BEFORE the charity tattooathon even started, one pensioner was waiting outside for his first ever piece of body art.

The 72-year-old decided now was the time for a Help for Heroes logo because he had two grandsons serving in the armed forces.

He was the first of around 60 customers at Adorned Tattoo in Ashley Cross, Poole, as staff worked from 9am to 10pm for a minimum £20 donation.

Owner Alex Hennerley, 26, said the fundraiser was inspired by the amount of military customers they get from surrounding camps, many wanting memorial tattoos to friends killed in action.

She said: “I have done an amputee, and someone who had lots of scarring.

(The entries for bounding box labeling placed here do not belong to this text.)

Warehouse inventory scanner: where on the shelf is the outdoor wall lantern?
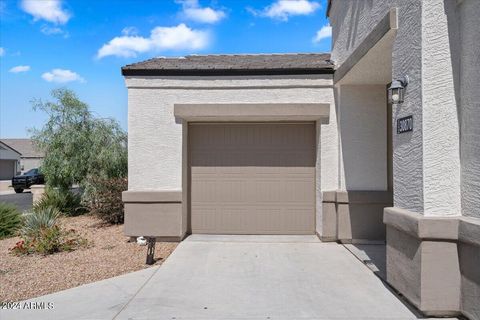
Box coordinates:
[388,76,408,104]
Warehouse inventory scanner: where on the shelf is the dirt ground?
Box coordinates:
[0,216,178,302]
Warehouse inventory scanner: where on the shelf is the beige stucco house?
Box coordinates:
[0,138,45,179]
[0,140,21,184]
[122,0,480,319]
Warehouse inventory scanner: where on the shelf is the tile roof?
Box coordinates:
[122,53,334,76]
[0,139,44,158]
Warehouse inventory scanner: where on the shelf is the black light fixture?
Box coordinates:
[388,76,408,104]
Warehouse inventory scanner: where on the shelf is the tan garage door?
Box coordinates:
[188,123,315,234]
[0,160,16,180]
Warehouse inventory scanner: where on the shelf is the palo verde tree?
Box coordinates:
[31,89,127,190]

“I did one the other day, and it was a photo of him and his friend in the midst of an ambush, and it was all misty and there was a Chinook on there – his friend didn’t make it back.”

Customers could choose from three simple Help for Heroes inspired designs that only took about 20 minutes work – probably the most popular was the laurel wreath around a stylised ‘H4H’. Most customers had a military connection and some were servicemen themselves.

Tattoo artist Craig Bartlett, 26, from Upton, said there was more pressure to perform when you are doing a tattoo with a special meaning. He said: “A lot of the servicemen are quite quiet about it. You try not to pry – I think it’s something you can’t really understand unless you have been there.

Rich Walsh, 38, from Upton in Poole, had a silhouette of men carrying a stretcher, and said: “I have lots of friends in the forces.

“They do a really hard job and they deserve a bit of respect.”

Customer sales advisor Rianna Jane, 19, from Kinson, was getting her 17th tattoo. She said: “I think they do an outstanding job.”